It’s time for Thanksgiving arts and crafts. Turkey projects are fun for kids of all ages. Gone are the days of the construction paper turkey hand. Today’s thanksgiving crafts use a wide variety of materials, including craft-store feathers, recycled containers and many more readily available modern art supplies.
Make a turkey pencil holder out of a small paper milk carton. Rinse the carton thoroughly and turn it upside down to dry overnight. Cover the outside of the carton with brown paper, like from a recycled brown paper grocery bag. Tie a small red ribbon around the base of a brown tootsie pop and press the stick into the sealed side of the milk carton’s top. This will be your turkey’s head. Glue craft feathers in fall colors to several pencils or pens and place them inside of the open part of the carton.
Pinecone turkey placeholders make great thanksgiving crafts because they’re cute and functional. Begin by vacuuming each pine cone, to remove any dust or insects. Lay the pine cone on its side and glue colored feathers in between the scaled segments.
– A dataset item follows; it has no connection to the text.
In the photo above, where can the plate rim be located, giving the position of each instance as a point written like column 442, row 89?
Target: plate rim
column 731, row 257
Cut out a rounded brown triangle to use as a face, or just use wobbly eyes. To add Thanksgiving table name cards, mount them onto the end of a straight pin and press it into the pine cone. If you’re using a larger pine cone, you might need to glue it.
Make a felt tissue box cover. Create a turkey template by tracing the edges of the box on the back side of the felt. Cut the felt ¼ inch past the edges and glue the seams together, inside out. When you’re finished, turn it right side out for a smooth appearance. The tissues become the turkey’s tail, so stock up on orange tissue around Halloween or make a white turkey to compliment the Thanksgiving decorations. For the turkey’s head, stick two googly eyes on a toilet paper roll, and use a pipe cleaner for the chin. Cut the roll of toilet paper in half, so it’s not so tall.
Turkey Arts and Crafts
An easy project for children is the Thanksgiving turkey door wreath. Cut a wreath shape from corrugated cardboard, and also a turkey neck and head. Collect several colors of tissue paper and cut them into 1-2 inch squares. Cover the wreath with glue, in small working sections and have the children wrinkle up the tissue paper and press it into the glue. Older children can use the eraser end of the pencil and younger children can just roll the tissue paper into little balls. Once the wreath is covered in tissue paper, stick the head of the turkey over the front of it and hang on any door.
Thanksgiving activities with turkeys are fun for children, but the tired old turkey hand project is a relic from the past. Other Thanksgiving project ideas revolve around traditional symbols of Thanksgiving, like the cornucopia, Indian Corn and the pilgrims. Revive your Thanksgiving turkey (not literally) with new creative turkey projects.